In theory, we could establish national regulatory agencies for those functions which are essential. But that requires the recruitment and training up of specialist staff – incidentally reversing the trend of recent years to shrink the number of civil servants; it requires the installation of sophisticated and efficient IT systems on which our recent track record has been patchy, to put it politely; and it will incur costs which will take a substantial bite out of the funds we will not be sending to Brussels (in any case much less than that mythical figure of £350 million a week in which only the Foreign Secretary seems still to believe). No one can seriously think that this can all be accomplished in the 17 months remaining before the end of March 2019. Which is why the enthusiasm of many Brexiters for crashing out without a deal is so grossly irresponsible.        

That pretty horrendous regulatory cliff-edge is one of the factors driving the adults in the government towards the need for a transitional period, during which we would effectively remain within the EU’s regulatory framework which is policed by the European Court of Justice. That was the sense of what the prime minister proposed in her Florence speech, although she remained, and remains in Parliament, remarkably coy about the extent to which, during that transitional period we will become a rule-taker rather than a rule-maker.

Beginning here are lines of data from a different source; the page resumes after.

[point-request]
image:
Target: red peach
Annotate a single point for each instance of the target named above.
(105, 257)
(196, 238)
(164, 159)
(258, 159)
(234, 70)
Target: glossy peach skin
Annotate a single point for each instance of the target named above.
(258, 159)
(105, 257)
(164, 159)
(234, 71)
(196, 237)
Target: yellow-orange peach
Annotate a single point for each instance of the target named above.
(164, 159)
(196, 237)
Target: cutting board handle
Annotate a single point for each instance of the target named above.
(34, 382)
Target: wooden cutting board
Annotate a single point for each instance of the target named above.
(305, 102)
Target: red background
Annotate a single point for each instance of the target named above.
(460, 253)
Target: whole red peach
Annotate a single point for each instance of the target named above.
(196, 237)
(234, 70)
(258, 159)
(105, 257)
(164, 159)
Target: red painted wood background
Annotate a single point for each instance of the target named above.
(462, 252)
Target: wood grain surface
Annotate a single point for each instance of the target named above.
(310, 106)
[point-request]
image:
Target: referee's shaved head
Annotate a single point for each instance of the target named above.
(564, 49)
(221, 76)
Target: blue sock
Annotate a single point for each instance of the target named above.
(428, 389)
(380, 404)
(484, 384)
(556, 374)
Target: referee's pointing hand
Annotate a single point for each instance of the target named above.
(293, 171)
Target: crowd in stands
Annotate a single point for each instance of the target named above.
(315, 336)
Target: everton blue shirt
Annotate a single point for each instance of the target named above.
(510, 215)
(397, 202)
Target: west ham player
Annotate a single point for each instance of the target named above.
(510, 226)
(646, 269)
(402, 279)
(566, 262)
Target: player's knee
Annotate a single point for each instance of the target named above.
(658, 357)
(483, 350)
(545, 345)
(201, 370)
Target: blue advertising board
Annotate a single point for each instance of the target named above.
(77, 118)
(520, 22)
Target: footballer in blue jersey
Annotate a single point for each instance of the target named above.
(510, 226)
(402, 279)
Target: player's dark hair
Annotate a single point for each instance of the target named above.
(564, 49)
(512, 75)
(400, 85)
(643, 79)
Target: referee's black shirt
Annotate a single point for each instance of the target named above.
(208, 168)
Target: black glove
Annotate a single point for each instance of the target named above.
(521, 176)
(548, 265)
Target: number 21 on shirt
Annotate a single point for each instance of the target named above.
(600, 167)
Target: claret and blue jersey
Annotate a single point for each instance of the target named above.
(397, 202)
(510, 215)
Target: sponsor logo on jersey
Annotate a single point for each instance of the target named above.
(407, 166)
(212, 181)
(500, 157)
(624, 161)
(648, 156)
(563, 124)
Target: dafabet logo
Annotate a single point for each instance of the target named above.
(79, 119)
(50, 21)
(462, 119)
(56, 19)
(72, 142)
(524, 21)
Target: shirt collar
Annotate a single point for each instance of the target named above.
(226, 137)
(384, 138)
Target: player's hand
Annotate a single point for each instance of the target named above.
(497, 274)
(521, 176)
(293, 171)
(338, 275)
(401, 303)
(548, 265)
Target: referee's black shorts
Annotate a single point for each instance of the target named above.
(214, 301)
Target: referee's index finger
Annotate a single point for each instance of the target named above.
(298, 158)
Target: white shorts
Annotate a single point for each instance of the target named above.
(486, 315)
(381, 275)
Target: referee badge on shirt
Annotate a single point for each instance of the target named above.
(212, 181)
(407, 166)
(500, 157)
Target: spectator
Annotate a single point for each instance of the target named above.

Moreover, transition remains no more than a postponement of the cliff-edge, not its removal. And there is little doubt that the risk of regulatory divergence between the rules laid down by our new regulatory agencies and the EU’s agencies will massively complicate the negotiations for a new trade relationship between us. So much for taking back control .        

Not one word about these complexities was uttered by the Leavers in the referendum campaign; and they are not saying anything about it now either. Their supporters have simply been sold a pig in a poke.